Dirk Parker nahm einen Schluck aus seinem Glas. »Die Kleine hat sich inzwischen in meinem Herzen eingenistet«, gestand er mit gutmütigem Lächeln. »Du weißt, dass ich anfangs gegen diesen Plan war. Aber nun habe ich unsere Nona richtig gern und möchte sie nicht wieder hergeben. Ich verspreche mir sogar einiges von ihr.«

»Wie meinst du das?« Janes tiefblaue Augen waren voll auf Dirk gerichtet. Ihre Frage klang ein wenig aggressiv.
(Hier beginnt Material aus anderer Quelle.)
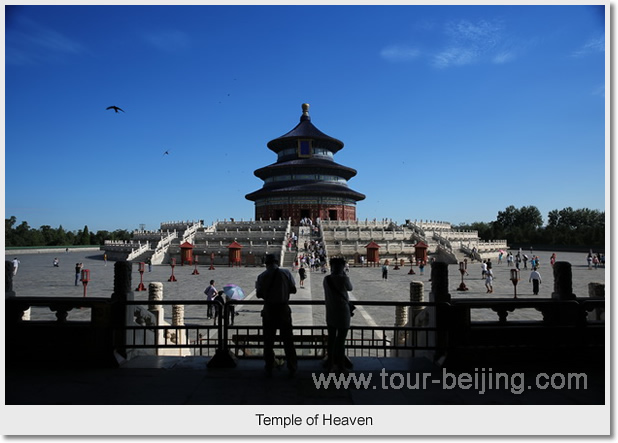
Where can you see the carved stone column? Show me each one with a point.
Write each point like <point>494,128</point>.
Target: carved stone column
<point>178,315</point>
<point>441,314</point>
<point>155,293</point>
<point>563,281</point>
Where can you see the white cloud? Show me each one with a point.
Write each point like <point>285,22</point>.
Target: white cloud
<point>399,53</point>
<point>594,45</point>
<point>474,42</point>
<point>28,42</point>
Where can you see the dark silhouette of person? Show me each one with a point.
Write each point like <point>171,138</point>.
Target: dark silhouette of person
<point>274,286</point>
<point>338,313</point>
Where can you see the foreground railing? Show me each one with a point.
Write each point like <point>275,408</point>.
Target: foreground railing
<point>110,329</point>
<point>246,341</point>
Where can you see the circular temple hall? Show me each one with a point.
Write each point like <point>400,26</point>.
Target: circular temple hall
<point>305,181</point>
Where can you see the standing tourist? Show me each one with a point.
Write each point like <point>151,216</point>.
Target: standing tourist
<point>274,286</point>
<point>15,265</point>
<point>385,270</point>
<point>338,313</point>
<point>535,278</point>
<point>489,277</point>
<point>302,274</point>
<point>78,271</point>
<point>210,292</point>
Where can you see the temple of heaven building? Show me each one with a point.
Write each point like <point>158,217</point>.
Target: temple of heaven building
<point>305,181</point>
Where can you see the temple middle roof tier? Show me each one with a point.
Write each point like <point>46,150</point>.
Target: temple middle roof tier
<point>309,189</point>
<point>305,166</point>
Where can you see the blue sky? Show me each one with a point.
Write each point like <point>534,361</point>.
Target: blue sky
<point>447,113</point>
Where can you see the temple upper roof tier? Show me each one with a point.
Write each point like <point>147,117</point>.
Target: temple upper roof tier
<point>305,130</point>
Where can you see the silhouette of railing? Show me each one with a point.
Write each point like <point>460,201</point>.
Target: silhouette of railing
<point>118,328</point>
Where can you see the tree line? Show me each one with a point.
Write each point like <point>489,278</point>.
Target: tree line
<point>566,228</point>
<point>24,235</point>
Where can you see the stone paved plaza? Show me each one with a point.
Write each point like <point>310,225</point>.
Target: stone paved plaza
<point>37,277</point>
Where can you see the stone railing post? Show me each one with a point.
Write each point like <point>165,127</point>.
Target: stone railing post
<point>597,290</point>
<point>155,293</point>
<point>563,281</point>
<point>120,311</point>
<point>442,314</point>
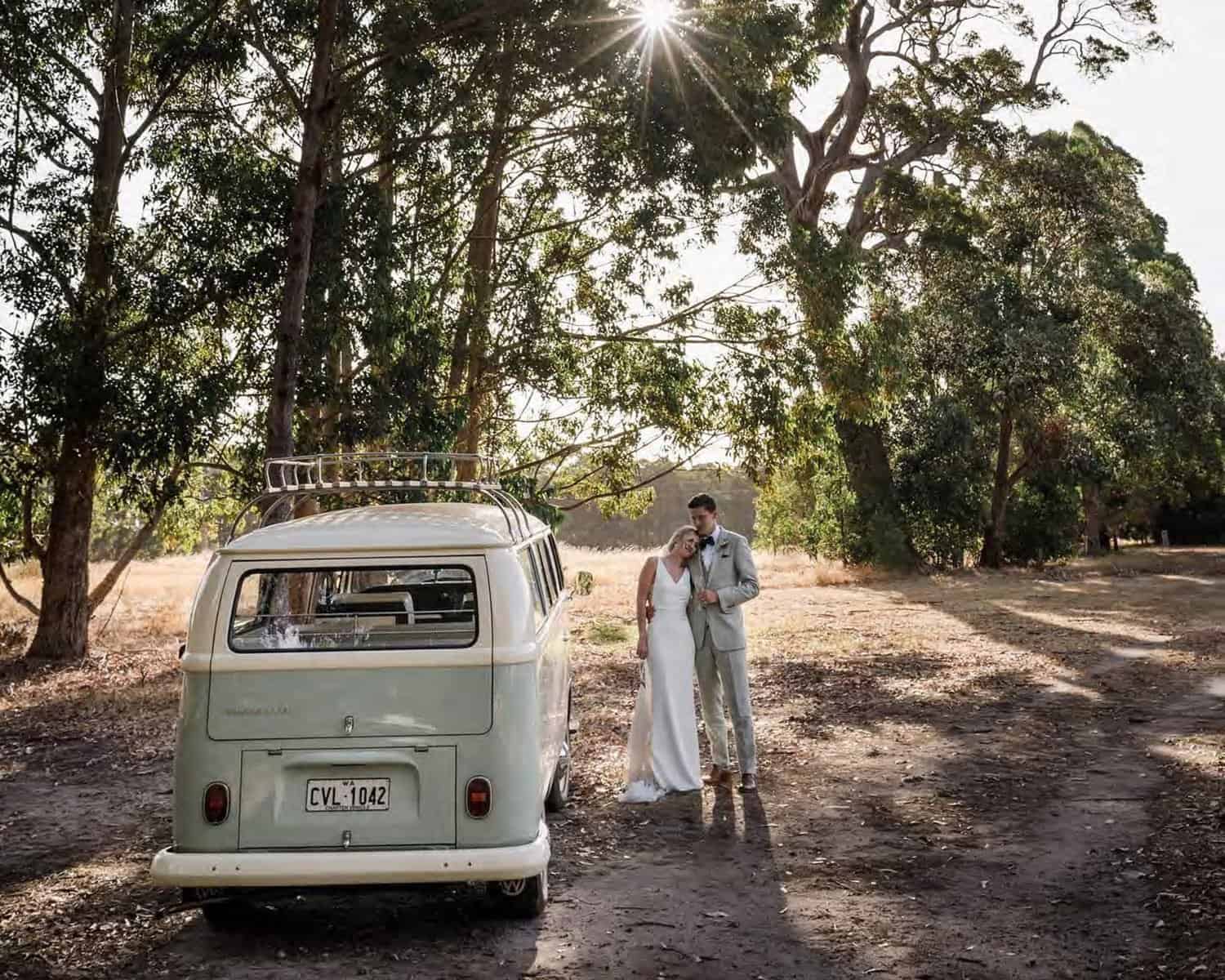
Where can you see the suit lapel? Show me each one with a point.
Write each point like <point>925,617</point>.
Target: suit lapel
<point>697,570</point>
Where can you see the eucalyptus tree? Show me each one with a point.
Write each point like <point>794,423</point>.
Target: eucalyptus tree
<point>103,362</point>
<point>914,81</point>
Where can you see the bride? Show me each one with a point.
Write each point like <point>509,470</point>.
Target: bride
<point>663,737</point>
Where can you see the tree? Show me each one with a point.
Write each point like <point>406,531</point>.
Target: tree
<point>920,81</point>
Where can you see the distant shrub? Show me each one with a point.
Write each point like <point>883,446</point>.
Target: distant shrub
<point>605,631</point>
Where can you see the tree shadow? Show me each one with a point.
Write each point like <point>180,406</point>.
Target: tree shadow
<point>1024,803</point>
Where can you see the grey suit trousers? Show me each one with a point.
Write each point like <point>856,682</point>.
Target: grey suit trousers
<point>725,674</point>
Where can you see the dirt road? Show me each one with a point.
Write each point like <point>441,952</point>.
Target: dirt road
<point>982,776</point>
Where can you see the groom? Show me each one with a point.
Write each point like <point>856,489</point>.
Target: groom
<point>724,576</point>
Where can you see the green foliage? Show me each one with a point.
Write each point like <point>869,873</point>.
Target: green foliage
<point>605,632</point>
<point>1044,519</point>
<point>943,475</point>
<point>781,509</point>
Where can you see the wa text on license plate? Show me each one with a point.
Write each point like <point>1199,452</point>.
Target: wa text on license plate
<point>340,795</point>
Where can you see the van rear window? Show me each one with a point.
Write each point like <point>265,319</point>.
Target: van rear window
<point>354,609</point>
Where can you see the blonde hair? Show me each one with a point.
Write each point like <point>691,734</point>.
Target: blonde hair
<point>678,534</point>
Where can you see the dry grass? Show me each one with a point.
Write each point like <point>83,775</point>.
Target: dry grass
<point>615,572</point>
<point>903,723</point>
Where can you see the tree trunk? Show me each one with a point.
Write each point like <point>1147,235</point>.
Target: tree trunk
<point>475,311</point>
<point>318,118</point>
<point>1090,499</point>
<point>866,458</point>
<point>992,534</point>
<point>64,610</point>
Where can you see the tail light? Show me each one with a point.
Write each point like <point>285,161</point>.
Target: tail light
<point>479,798</point>
<point>216,803</point>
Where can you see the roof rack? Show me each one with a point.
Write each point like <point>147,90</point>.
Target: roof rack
<point>320,474</point>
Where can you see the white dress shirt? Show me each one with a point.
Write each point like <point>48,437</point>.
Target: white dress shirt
<point>708,553</point>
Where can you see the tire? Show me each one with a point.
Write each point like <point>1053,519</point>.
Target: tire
<point>522,898</point>
<point>559,789</point>
<point>220,913</point>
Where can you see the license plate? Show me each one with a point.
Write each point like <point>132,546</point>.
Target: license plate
<point>345,795</point>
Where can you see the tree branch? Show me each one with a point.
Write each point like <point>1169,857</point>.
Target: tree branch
<point>639,485</point>
<point>16,595</point>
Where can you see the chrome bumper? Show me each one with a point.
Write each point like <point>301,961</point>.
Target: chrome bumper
<point>318,869</point>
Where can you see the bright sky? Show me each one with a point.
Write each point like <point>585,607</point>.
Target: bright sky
<point>1158,108</point>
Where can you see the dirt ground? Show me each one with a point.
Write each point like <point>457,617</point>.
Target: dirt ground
<point>982,776</point>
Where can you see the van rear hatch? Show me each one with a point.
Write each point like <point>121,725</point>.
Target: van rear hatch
<point>355,649</point>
»Du verstehst mich, Liebste«, erwiderte Dirk freundlich. »Ich hoffe, dass du dich in deiner Tätigkeit nach und nach auf Hamburg beschränken, vielleicht sogar allmählich mit der Schauspielerei Schluss machen wirst. Dass ich auf die Bühne und auf das Fernsehen etwas eifersüchtig bin, darfst du mir nicht verübeln. Ursprünglich wolltest du …«

»Ich habe dir nie etwas fest versprochen«, unterbrach Jane ihn sofort. »Es ist mir einfach unmöglich, nur das gute Hausmütterchen zu spielen. Möchtest du, dass ich die Köchin und die beiden Mädchen entlasse? Soll ich Kuchen backen und Wäsche waschen?«

Dirk Parker lachte, doch es klang ein wenig gezwungen. »Natürlich nicht, Jane. Dazu bist du wohl nicht geboren. Aber ich habe gedacht, dass die Erziehung von Nona eine lohnende Aufgabe für dich wäre.«

»Das fordert mir nicht genug ab, Dirk. Ich brauche meine Arbeit auf der Bühne und vor der Kamera. Wie sehr ich davon abhängig bin, habe ich früher nicht gewusst. Du darfst mir deswegen nicht böse sein. Schließlich würdest du deine Anwaltspraxis mir zuliebe auch nicht schließen. Möglicherweise ist unsere Ehe gerade deshalb so glücklich geworden, weil wir beide einen Beruf haben, der uns ausfüllt.«

Dirk unterdrückte einen Seufzer. Erst am Abend zuvor war Jane in Hamburg aufgetreten. Auf ihrem Schreibtisch lag das Angebot einer Rolle in einer Fernseh-Produktion, die in München gedreht werden sollte. Noch hatte Jane sich nicht entschieden, weil sie damit für längere Zeit nach München gehen musste. Doch er wusste, dass Jane der Verlockung nicht widerstehen würde. Am Ende würde sie also reisen …

»Ich liebe dich«, sagte er leise und warm. »Vielleicht bin ich ein Egoist, dass ich dich mehr für mich haben möchte. Nun ist obendrein noch Nona im Haus, die sicherlich traurig sein würde, würdest du zum Beispiel nach München gehen.«

Janes Wangen färbten sich etwas stärker. Auch sie hatte eben an die Fernseh-Produktion in München gedacht.